Told in multiple perspectives, Everything We Never Had unfolds like a beautifully crafted nesting doll, where each Maghabol boy forges his own path amid heavy family and societal expectations, passing down his flaws, values, and virtues to the next generation, until it’s up to Enzo to see how he can braid all these strands and men together.

March 2025

Homeseeking, by Karissa Chen

Historical Fiction, Literary Fiction, Romance

An epic and intimate tale of one couple across sixty years as world events pull them together and apart, illuminating the Chinese diaspora and exploring what it means to find home far from your homeland.

A single choice can define an entire life.

Haiwen is buying bananas at a 99 Ranch Market in Los Angeles when he looks up and sees Suchi, his Suchi, for the first time in sixty years. To recently widowed Haiwen it feels like a second chance, but Suchi has only survived by refusing to look back.

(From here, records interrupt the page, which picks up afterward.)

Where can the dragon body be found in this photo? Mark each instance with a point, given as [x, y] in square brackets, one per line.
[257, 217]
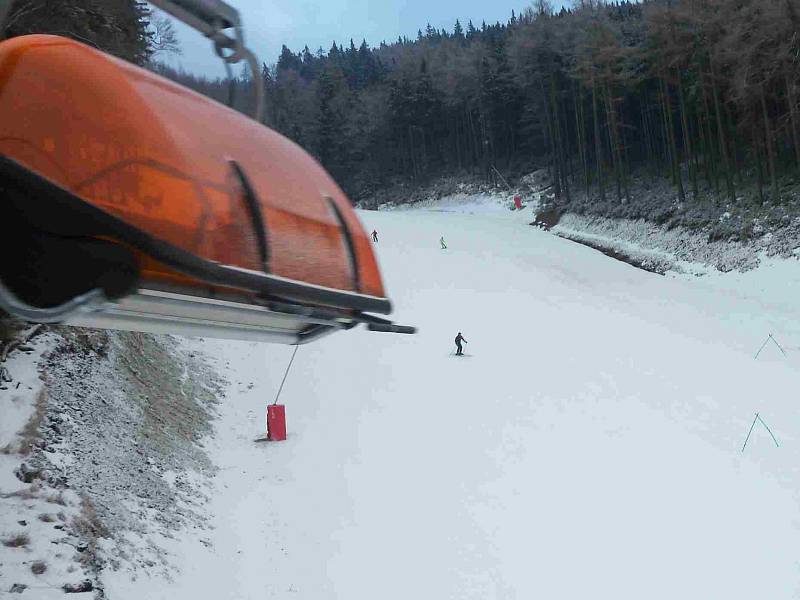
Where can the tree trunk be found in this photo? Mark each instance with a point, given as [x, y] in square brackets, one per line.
[676, 165]
[792, 100]
[598, 152]
[686, 138]
[759, 169]
[721, 132]
[770, 150]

Suchi was seven when she first met Haiwen in their Shanghai neighborhood, drawn by the sound of his violin. Their childhood friendship blossomed into soul-deep love, but when Haiwen secretly enlisted in the Nationalist army in 1947 to save his brother from the draft, she was left with just his violin and a note: Forgive me.

Homeseeking follows the separated lovers through six decades of tumultuous Chinese history as war, famine, and opportunity take them separately to the song halls of Hong Kong, the military encampments of Taiwan, the bustling streets of New York, and sunny California, telling Haiwen’s story from the present to the past while tracing Suchi’s from her childhood to the present, meeting in the crucible of their lives. Throughout, Haiwen holds his memories close while Suchi forces herself to look only forward, neither losing sight of the home they hold in their hearts.

At once epic and intimate, Homeseeking is a story of family, sacrifice, and loyalty, and of the power of love to endure beyond distance, beyond time.